La historia ha visto muchos grandes romances. La Biblia nos cuenta de varias, entre ellas la historia del amor de Jacob y Raquel. Este hombre se fue a vivir con su tío Labán. Después de un mes, Labán le preguntó qué le podía dar a cambio del trabajo que hacía. Jacob estaba tan enamorado de Raquel que se ofreció a trabajar durante siete años a cambio del privilegio de casarse con ella.

Labán aceptó el trato, y la Biblia nos dice que Jacob trabajó siete años para poder casarse con Raquel. Sin embargo, como estaba muy enamorado de ella, le pareció poco tiempo. Estamos hablando de 2.555 días de servicio - y le pareció poco, por amor. Al cabo de los siete años, su tío le hizo trampa. Terminó trabajando otros siete años para casarse con Raquel - pero esta vez, su tío le permitió que se casaran antes de comenzar los segundos siete años de trabajo.

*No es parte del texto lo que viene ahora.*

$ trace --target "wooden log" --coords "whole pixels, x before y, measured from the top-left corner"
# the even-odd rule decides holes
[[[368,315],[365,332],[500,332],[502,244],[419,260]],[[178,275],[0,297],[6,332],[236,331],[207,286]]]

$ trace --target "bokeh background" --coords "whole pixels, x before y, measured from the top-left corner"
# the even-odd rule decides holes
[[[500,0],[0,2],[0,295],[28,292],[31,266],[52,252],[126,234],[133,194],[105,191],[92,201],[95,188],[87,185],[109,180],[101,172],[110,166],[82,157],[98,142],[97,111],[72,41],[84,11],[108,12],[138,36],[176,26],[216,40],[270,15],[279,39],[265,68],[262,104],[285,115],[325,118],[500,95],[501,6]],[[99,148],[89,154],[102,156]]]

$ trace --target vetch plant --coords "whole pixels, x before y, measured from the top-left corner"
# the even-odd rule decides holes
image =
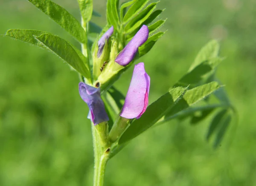
[[[217,41],[204,47],[187,72],[148,105],[150,87],[154,85],[145,71],[146,62],[136,62],[126,96],[114,83],[165,33],[158,31],[166,20],[155,20],[163,11],[156,10],[158,3],[132,0],[119,5],[118,0],[108,0],[107,24],[102,29],[90,21],[92,16],[99,15],[93,10],[92,0],[78,0],[81,23],[50,0],[29,1],[81,44],[80,50],[56,35],[38,30],[10,29],[5,35],[55,54],[77,72],[79,93],[88,105],[87,117],[91,121],[94,186],[103,185],[108,160],[130,140],[172,119],[190,118],[194,124],[214,115],[206,139],[213,138],[215,147],[221,144],[236,112],[215,76],[223,60]],[[97,37],[92,37],[95,33]],[[209,101],[210,96],[218,102]],[[200,106],[194,105],[200,101]]]

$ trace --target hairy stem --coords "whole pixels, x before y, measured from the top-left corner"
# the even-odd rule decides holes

¡Qué gran romance! ¡Qué sacrificio por amor! Pero hay un romance aun más grande. Un hombre se enamoró tanto de su novia que luchó contra la muerte misma con tal de estar con ella. Esta es una historia de amor en la que podemos participar todos.

Cuando el apóstol Pablo escribe, desde la cárcel, su carta a la Iglesia en Éfeso, describe ese gran romance entre Jesucristo y su Iglesia. Pero no es simplemente un romance de novela, un cuento que nos inspira sentimientos bonitos por unos momentos nada más. Transforma por completo nuestra manera de vivir. Cristo nos da un amor diferente, y nos llama a vivir un amor diferente.

Leamos acerca de este amor en Efesios 5:21-33:

5:21 Sométanse unos a otros, por reverencia a Cristo.
5:22 Esposas, sométanse a sus propios esposos como al Señor.
5:23 Porque el esposo es cabeza de su esposa, así como Cristo es cabeza y salvador de la iglesia, la cual es su cuerpo.
5:24 Así como la iglesia se somete a Cristo, también las esposas deben someterse a sus esposos en todo.
5:25 Esposos, amen a sus esposas, así como Cristo amó a la iglesia y se entregó por ella
5:26 para hacerla santa. El la purificó, lavándola con agua mediante la palabra,
5:27 para presentársela a sí mismo como una iglesia radiante, sin mancha ni arruga ni ninguna otra imperfección, sino santa e intachable.
5:28 Así mismo el esposo debe amar a su esposa como a su propio cuerpo. El que ama a su esposa se ama a sí mismo,
5:29 pues nadie ha odiado jamás a su propio cuerpo; al contrario, lo alimenta y lo cuida, así como Cristo hace con la iglesia,
5:30 porque somos miembros de su cuerpo.
5:31 "Por eso dejará el hombre a su padre y a su madre, y se unirá a su esposa, y los dos llegarán a ser un solo cuerpo".
5:32 Esto es un misterio profundo; yo me refiero a Cristo y a la iglesia.
5:33 En todo caso, cada uno de ustedes ame también a su esposa como a sí mismo, y que la esposa respete a su esposo.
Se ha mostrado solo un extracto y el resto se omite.